Aufschwung für US-Industrie – Europa bleibt zurück
Der Aufstieg der US-Wirtschaft scheint nicht nur ein Strohfeuer zu sein: Die Studie zeigt, dass die USA in Zukunftsbranchen wie der Informationstechnologie oder der Gesundheitswirtschaft hervorragend aufgestellt sind. Unternehmen aus diesen Branchen sind in den US-Top 300 deutlich stärker vertreten als im Europa-Ranking. Auch Konsumgüterhersteller (Non-Food) haben in den USA eine relativ große Bedeutung. Europa hingegen punktet im Vergleich dazu im Bergbau, in der Telekommunikationsbranche und traditionell in der Industrie. Gerade in diesem Sektor holen die USA allerdings derzeit massiv auf. Schwartz: „Die Industrie wurde in den USA lange Zeit vernachlässigt – nun blüht sie neu auf. Ein Grund dafür liegt im Fracking-Boom. Die angesagte Schiefergas-Förderung drückt die Energiepreise nach unten und ermöglicht damit gerade der energieintensiven Industrie eine billigere und profitablere Produktion.“ Diese Wirtschaftsdynamik mache die USA nicht nur als Produktionsstandort, sondern auch als Absatzmarkt attraktiver: „Die vielversprechende Konjunkturentwicklung und kompetitive Produktionskosten eröffnen auch europäischen Konzernen in den USA interessante, neue Geschäftsmöglichkeiten. Die Chance, sich mit einem Produktions- oder Vertriebsstandort in den USA vom eigenen Heimatmarkt etwas loszulösen, werden sich europäische Konzerne gewiss nicht entgehen lassen“, so Schwartz weiter.

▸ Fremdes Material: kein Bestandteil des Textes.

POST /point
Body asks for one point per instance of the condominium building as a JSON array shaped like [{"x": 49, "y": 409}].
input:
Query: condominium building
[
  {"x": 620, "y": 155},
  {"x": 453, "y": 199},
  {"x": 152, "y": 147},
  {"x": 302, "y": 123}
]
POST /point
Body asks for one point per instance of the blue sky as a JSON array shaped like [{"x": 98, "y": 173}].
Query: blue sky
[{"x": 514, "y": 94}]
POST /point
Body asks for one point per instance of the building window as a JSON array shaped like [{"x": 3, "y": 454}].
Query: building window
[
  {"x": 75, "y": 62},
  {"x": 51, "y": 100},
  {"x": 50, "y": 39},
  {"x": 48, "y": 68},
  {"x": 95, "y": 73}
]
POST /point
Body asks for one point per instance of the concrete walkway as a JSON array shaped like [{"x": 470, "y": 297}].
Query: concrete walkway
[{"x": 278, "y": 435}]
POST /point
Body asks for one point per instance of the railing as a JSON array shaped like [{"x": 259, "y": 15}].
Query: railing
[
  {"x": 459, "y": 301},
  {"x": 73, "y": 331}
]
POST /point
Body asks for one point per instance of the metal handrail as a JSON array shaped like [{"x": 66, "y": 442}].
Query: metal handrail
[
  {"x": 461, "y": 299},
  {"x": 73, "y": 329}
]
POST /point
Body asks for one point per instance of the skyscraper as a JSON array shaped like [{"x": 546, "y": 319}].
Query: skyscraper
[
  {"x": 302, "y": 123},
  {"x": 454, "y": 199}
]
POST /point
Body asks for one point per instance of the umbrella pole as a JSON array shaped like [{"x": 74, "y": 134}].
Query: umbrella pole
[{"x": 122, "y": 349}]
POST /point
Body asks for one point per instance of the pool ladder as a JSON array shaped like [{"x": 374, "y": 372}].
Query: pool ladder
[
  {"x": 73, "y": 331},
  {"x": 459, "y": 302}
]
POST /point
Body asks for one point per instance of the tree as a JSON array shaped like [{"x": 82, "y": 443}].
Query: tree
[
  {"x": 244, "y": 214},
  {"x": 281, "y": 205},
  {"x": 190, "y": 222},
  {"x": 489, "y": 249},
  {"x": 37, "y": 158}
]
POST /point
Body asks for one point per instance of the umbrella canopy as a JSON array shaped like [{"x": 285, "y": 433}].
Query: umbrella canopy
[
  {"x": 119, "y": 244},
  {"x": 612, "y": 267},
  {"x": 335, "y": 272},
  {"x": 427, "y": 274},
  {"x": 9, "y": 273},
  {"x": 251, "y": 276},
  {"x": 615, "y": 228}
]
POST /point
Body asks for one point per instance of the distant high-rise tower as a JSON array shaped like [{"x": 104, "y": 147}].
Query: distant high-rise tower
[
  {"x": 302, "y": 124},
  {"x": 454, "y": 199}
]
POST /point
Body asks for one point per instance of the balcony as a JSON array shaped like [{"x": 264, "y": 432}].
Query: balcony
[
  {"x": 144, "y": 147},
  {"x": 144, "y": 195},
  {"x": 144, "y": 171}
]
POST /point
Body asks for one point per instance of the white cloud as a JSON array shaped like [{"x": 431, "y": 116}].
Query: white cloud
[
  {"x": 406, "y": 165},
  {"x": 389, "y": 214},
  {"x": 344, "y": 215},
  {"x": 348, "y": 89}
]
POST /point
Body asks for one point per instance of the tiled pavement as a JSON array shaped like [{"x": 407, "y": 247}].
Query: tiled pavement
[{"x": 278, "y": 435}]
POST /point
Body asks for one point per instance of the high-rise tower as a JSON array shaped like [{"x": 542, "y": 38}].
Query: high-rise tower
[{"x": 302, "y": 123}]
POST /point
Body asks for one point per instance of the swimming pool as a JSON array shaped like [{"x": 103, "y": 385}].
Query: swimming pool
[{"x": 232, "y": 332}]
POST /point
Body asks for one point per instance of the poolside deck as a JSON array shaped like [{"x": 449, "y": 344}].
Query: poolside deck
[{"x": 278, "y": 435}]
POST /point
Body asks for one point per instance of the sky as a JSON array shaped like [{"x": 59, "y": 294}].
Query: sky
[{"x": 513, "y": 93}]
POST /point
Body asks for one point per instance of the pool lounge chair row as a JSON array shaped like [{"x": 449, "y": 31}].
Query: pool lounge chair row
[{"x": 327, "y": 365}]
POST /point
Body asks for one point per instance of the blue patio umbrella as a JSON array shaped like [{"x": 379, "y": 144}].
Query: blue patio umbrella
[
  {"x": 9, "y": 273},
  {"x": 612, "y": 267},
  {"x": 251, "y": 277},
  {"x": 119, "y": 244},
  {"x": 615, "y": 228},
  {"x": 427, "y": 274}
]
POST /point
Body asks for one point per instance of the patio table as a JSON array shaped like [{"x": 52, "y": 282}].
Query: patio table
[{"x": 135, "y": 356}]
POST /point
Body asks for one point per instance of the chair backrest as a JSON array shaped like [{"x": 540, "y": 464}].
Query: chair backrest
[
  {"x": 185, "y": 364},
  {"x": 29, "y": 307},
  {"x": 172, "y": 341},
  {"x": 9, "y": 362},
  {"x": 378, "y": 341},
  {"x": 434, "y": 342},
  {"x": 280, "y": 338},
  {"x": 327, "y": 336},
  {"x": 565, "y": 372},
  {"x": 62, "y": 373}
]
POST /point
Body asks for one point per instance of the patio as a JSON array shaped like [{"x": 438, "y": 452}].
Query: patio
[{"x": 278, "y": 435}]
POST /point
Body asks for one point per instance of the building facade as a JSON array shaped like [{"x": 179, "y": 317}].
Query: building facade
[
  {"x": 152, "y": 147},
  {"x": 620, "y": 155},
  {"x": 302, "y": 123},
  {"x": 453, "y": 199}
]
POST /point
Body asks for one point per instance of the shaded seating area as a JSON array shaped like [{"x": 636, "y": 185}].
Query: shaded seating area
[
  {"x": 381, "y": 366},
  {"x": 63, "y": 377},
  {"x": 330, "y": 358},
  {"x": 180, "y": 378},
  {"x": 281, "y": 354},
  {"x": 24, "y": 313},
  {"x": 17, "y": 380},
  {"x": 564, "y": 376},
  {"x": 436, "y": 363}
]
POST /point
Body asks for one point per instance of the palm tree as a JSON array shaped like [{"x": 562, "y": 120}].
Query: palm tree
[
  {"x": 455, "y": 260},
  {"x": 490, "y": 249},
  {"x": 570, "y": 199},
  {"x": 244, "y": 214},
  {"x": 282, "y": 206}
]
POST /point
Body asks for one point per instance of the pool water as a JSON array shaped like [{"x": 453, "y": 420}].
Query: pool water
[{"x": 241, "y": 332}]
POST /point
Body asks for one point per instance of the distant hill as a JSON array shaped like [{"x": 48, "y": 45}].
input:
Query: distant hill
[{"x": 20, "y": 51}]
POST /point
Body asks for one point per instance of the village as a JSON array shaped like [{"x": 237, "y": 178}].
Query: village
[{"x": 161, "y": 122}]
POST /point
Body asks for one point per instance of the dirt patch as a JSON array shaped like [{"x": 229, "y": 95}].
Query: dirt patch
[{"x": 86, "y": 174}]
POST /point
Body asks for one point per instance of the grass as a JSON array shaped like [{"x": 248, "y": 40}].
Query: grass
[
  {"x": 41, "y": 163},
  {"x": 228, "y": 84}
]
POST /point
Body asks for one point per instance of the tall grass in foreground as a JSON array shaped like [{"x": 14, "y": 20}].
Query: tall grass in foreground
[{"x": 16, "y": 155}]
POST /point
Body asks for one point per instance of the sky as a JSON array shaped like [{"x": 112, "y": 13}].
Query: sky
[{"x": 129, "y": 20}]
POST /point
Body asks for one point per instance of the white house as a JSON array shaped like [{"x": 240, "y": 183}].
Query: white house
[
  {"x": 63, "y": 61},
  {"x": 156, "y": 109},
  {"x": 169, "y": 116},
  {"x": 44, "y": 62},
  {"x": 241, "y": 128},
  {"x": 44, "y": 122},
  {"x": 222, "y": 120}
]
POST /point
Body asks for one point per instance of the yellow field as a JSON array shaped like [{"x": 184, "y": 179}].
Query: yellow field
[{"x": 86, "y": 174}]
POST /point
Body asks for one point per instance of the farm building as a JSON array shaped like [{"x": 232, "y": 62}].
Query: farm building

Energiekonzerne und Pharmabranche weltweit stark
In Europa ebenso wie in den USA sind auf den zehn Spitzenplätzen der jeweiligen Top 300-Unternehmen vorrangig Energie- und Rohstoffkonzerne vertreten. In Europa belegen Unternehmen dieser Branchen sogar die vordersten fünf Plätze im Gewinnranking. Das US-Ranking ist abwechslungsreicher: Unter den Top Ten der gewinnstärksten Unternehmen finden sich nur zwei Ölkonzerne und mit Apple, Microsoft und IBM immerhin auch drei IT-Konzerne.

Die höchsten Margen fahren sowohl in Europa als auch in den USA allerdings die Pharmakonzerne ein: Sie erreichen insgesamt eine EBIT-Marge von 25,6 Prozent. Schlusslichter im Margenranking sind der Groß- und Einzelhandel im Bereich Food (4,3 Prozent) und die Automobilindustrie (5,8 Prozent).